A partir dessas experiências, jovens se aproximaram e passaram a se envolver com a comunidade. “Depois desse primeiro momento, é preciso realizar o que chamamos de crescer na graça. Na comunidade, dizemos que vamos pescar para depois tratar o peixe para que ele se torne alimento para outros. O peixe pescado vai se tornar um pescador também”. Assim, a pessoa é convidada a fazer parte de um grupo de oração, tem um acompanhamento pessoal com um missionário e recebe um estudo bíblico para rezar todos os dias. “Mandamos mensagem no grupo de WhatsApp motivando para a oração pessoal diária, o grupo de oração semanal e o acompanhamento mensal. Assim, a pessoa cresce na graça”, contou. Atualmente, segundo padre Cristiano, os cinco missionários realizam o acompanhamento pessoal de mais de 45 jovens.

Passado mais de um ano, padre Cristiano vê os frutos da missão. “Há exatamente um ano, estávamos planejando 2021, cinco missionários trancados dentro de uma sala, escutando Deus e sonhando o que seria.
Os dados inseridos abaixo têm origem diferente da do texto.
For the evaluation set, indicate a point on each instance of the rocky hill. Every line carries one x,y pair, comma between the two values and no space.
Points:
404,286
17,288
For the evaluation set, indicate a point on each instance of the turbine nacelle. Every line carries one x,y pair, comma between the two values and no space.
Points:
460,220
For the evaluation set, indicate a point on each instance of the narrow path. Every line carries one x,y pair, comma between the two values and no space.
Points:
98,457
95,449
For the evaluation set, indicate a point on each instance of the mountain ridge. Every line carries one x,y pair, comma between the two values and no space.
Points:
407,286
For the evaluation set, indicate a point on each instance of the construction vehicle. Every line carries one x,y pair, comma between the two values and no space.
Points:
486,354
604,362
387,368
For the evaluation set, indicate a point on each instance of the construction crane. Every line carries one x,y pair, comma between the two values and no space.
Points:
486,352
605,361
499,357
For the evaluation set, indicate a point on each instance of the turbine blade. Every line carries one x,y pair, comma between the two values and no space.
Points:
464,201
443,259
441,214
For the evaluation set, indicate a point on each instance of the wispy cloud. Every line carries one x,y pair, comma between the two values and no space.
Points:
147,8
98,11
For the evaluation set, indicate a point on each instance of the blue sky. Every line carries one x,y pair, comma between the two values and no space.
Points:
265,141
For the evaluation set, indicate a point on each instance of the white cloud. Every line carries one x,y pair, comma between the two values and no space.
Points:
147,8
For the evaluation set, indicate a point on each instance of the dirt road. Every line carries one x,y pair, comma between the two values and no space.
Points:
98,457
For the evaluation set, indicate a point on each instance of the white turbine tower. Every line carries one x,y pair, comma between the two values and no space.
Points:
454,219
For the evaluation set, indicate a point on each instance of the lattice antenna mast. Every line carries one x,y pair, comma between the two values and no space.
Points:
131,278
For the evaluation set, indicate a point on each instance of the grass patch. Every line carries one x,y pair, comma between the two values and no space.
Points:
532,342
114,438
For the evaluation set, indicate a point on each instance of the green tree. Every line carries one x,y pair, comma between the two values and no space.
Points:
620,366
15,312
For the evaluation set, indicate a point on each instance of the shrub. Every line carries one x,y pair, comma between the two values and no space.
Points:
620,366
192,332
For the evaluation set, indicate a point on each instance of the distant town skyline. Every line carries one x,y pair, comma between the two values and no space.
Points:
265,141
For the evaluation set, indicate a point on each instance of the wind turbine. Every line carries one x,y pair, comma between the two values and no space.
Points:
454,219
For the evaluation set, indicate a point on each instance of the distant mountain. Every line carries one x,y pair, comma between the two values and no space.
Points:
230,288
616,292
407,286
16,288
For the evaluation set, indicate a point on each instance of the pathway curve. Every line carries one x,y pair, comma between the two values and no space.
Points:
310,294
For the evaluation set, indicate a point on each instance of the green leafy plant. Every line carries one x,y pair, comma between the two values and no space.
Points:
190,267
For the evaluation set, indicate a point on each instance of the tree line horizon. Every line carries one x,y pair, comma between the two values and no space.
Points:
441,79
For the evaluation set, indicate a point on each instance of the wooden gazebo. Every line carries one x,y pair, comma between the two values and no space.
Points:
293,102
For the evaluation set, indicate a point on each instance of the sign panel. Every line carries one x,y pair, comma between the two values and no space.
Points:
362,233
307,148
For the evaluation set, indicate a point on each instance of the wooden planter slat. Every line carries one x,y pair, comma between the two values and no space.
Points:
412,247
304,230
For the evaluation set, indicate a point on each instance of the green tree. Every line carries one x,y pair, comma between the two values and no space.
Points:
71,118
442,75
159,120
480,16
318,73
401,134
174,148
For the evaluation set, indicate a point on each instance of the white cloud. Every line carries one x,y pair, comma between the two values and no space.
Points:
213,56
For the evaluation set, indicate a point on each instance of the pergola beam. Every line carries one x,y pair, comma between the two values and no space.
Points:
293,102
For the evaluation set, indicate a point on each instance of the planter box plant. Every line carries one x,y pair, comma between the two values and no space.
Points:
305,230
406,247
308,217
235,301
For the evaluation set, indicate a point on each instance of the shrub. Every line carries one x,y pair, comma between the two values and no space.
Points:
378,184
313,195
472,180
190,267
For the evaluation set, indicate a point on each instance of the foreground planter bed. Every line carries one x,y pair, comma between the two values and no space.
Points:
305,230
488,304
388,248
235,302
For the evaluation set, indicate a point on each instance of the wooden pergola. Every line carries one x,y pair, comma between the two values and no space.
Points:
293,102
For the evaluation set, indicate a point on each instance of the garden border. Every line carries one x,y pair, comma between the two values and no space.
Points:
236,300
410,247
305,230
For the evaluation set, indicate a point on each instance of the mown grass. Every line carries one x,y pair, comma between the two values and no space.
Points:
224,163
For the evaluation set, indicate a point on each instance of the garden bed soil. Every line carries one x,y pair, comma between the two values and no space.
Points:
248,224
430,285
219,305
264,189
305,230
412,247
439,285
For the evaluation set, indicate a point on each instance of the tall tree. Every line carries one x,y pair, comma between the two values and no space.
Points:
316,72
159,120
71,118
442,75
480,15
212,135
Neste ano, no nosso planejamento estratégico, somos os missionários, novos missionários, quatro vocacionados e pessoas que já participam da obra, engajados, comprometidos e pensando conosco como 2022 deve ser. Isso já é um sinal de que nós não estamos sós, Deus está formando um povo”, afirmou.

De modo particular, o sacerdote também diz ver os frutos em sua própria vida e vocação. “Há 20 anos sou missionário da Comunidade Shalom, seis como padre. Morei em Roma muitos anos e sempre trabalhei pela evangelização. Mas, aqui, eu me sinto missionário 24 horas por dia”. O sacerdote lembrou uma ocasião em que foi chamado para dar a unção dos enfermos a um homem de quase 90 anos que estava internado. “Cheguei ao hospital e o homem era polonês. Uma das poucas frases que eu sei em polonês é ‘Jesus, eu confio em ti’, que santa Faustina dizia. Coloquei minha mão na testa dele e disse essa frase em polonês três vezes. Quando disse pela terceira vez, ele morreu. A esposa dele me abraçou e disse: ‘Padre, ele está correndo para o céu’. Das pessoas ao redor, muitos eram ateus. Os médicos falaram: ‘Ele estava só esperando a bênção de Deus’”.

“Eu entendi que, na minha vida aqui, eu me tornei um porteiro da porta do céu. Se o povo está fora, vamos colocar para dentro. Eu me sinto 24 horas por dia responsável por colocar pessoas para dentro da porta do céu”, concluiu.